The plane of technical rooms such as a studio, a dubbing studio, a speech studio and the like is a rectangle as a whole, and is divided into different reverberation times according to the use function. In general, after the acoustic decoration is finished, the reverberation time is determined, and the reverberation time cannot be adjusted according to needs.

Disclosure of Invention

The invention aims to provide a light sound-absorbing wall covering structure which has the function of adjusting the reverberation time of a wall surface.

The above object of the present invention is achieved by the following technical solutions: a light sound absorption wall covering structure comprises a sound insulation layer keel fixed on a wall surface, wherein double-layer gypsum boards are fixed on the outer side of the sound insulation layer keel, the sound absorption layer keel is arranged on the outer side of the sound insulation layer keel, a gap is reserved between the double-layer gypsum board and the sound absorption layer keel, two layers of telescopic grids are arranged in the gap, one side end of each telescopic grid in the horizontal direction is fixedly connected with the wall body, the other side end of each telescopic grid is movable, the two layers of telescopic grids are respectively fixedly connected with the two opposite ends of the wall body, the two layers of telescopic grids can both cover the whole straight wall surface, a plurality of corrugated boards are vertically fixed on each layer; two first servo motors are fixed on the outer surface of the double-layer gypsum board, the movable ends of the two layers of telescopic grids are fixed with straight racks, guide rails are fixed on keels of the sound absorption layer and used for guiding the straight racks, the two first servo motors are in driving connection with gears, and the gears are meshed with the straight racks.

By adopting the technical scheme, the two layers of the telescopic grilles are arranged in the gap between the sound insulation layer keel and the sound absorption layer keel, when the two layers of the telescopic grilles are both extended to the maximum state, the density of the corrugated boards on the two layers of the telescopic grilles is minimum, the sound absorption effect is reduced at the moment, and the reverberation time is prolonged; when the two layers of telescopic grids are extended to half of the maximum length, the density of the corrugated boards on the two layers of telescopic grids is maximum, the sound absorption effect is improved, and the reverberation time is shortened.

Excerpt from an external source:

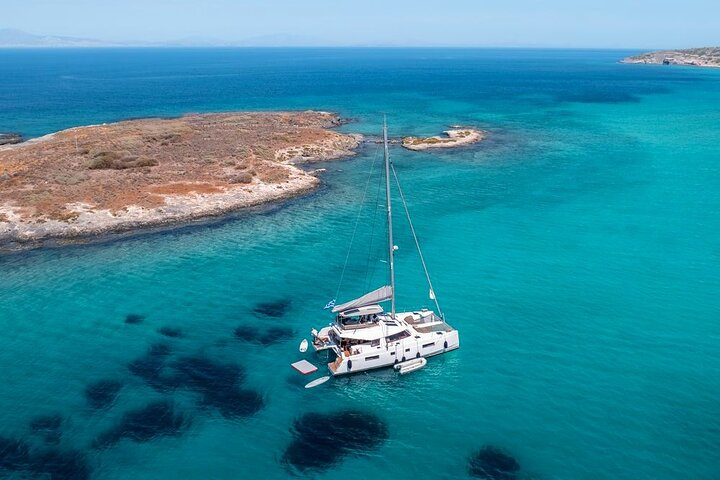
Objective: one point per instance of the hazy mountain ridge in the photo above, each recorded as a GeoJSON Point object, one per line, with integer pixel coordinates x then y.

Note: after the sound source stops sounding, the time required for reducing the sound pressure level by 60dB is the reverberation time, and the unit is second. The length of the reverberation time is determined by the sound absorption quantity of the wall surface and the size of the indoor space, the room with large space and small sound absorption quantity has long reverberation time, and the room with large sound absorption quantity and small space has short reverberation time. Therefore, on the premise that the room space size is not changed, the larger the wall sound absorption quantity is, the shorter the reverberation time is, and the smaller the wall sound absorption quantity is, the longer the reverberation time is.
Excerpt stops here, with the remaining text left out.